We lost the hassler somewhere amongst the dried fish and headed to Bozo Bar where we watched the universe of pinasses unload their cargo at the end of the world?. Luckily, especially with the help of some Bamako brew, we were not rendered completely immune to seduction and we succumbed to the delectable sunset cruise, an hour of moving through riverlives accompanied by the silent slice of the Nile Kingfisher.
On our return to Djenné I finally plucked up courage to ring the number I had, thanks to Joseph’s research, scribbled on a paper and scrunched in plastic and kept for a week in my bum-bag; that of the great Cora player Toumani Diabeté.
‘Mr Diabeté?
‘Yes?’
‘I am a huge admirer of your music.

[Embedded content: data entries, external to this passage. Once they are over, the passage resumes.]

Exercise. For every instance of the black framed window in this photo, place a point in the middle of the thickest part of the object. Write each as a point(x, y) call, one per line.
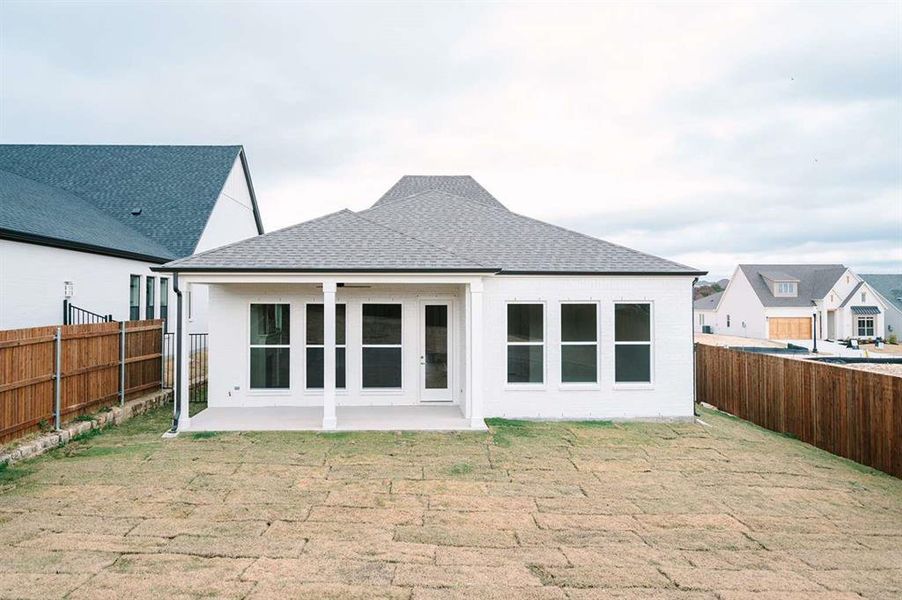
point(270, 346)
point(134, 297)
point(579, 343)
point(150, 297)
point(315, 351)
point(525, 343)
point(632, 343)
point(381, 348)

I am a musician myself…’ One of the boys in the ‘cyber café’ still had his finger stuck on the last button of Toumani’s number, and the other breathed down my neck, smelling of goat. ‘We are coming to Bamako and I was wondering if you might be playing at all this weekend?’

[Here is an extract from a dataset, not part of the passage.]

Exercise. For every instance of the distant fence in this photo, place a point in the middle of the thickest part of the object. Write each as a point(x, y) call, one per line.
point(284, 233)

‘I am not playing on Saturday, but tomorrow you can come to the Hogon. Twenty three - thirty till three o’clock. Thank you for your call. Enchanté.’

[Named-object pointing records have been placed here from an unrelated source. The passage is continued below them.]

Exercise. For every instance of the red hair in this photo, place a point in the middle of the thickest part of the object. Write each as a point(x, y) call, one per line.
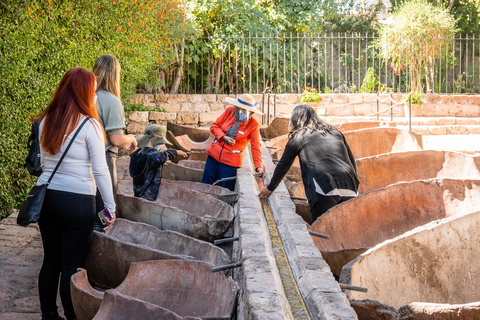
point(73, 98)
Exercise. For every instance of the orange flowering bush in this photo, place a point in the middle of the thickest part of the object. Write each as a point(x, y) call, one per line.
point(310, 95)
point(41, 39)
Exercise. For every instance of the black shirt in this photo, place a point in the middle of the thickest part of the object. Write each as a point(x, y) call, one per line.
point(327, 159)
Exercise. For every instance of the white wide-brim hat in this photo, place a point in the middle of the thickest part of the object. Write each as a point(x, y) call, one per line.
point(244, 101)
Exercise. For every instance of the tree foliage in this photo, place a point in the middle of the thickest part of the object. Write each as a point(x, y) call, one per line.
point(41, 39)
point(419, 34)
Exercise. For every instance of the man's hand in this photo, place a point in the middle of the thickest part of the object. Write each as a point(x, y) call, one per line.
point(259, 172)
point(228, 140)
point(181, 153)
point(133, 146)
point(265, 193)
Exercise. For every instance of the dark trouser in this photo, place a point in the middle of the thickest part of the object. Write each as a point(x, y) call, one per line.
point(215, 170)
point(324, 203)
point(99, 206)
point(66, 226)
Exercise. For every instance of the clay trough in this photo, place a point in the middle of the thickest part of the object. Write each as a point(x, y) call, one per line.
point(427, 273)
point(380, 171)
point(184, 143)
point(126, 241)
point(278, 127)
point(375, 141)
point(195, 134)
point(382, 214)
point(177, 208)
point(183, 171)
point(186, 288)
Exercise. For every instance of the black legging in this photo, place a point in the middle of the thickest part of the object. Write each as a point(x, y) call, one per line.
point(324, 203)
point(66, 226)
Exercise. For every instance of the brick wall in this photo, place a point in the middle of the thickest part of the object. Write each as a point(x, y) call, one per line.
point(202, 110)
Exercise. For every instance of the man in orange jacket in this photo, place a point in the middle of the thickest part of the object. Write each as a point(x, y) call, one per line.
point(233, 130)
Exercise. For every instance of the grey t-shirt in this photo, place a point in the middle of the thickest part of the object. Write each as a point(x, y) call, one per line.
point(111, 116)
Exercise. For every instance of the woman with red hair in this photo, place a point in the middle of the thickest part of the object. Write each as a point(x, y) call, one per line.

We were sore and sick from the journey, and desperate not to have to get up at dawn to wait for a bush taxi to wait for a Bani bus, which would take twelve sizzling hours to lurch into Bamako. What would we do? Arrive, nap and get up in the middle of the night to hear my hero? I was up for it but Julian was sicker and definitely not. We had some serious meetings ahead: two orphanages, our lawyer, the head of the adoption commission….we needed to be relaxed.
Toumani would have to wait while ate more mangoes, sat a good deal on the toilet and enjoyed yet another star melting morning on Joseph’s roof. Hopefully one day, we tried to console ourselves, we would be spending a good deal of time in Bamako getting to know our child.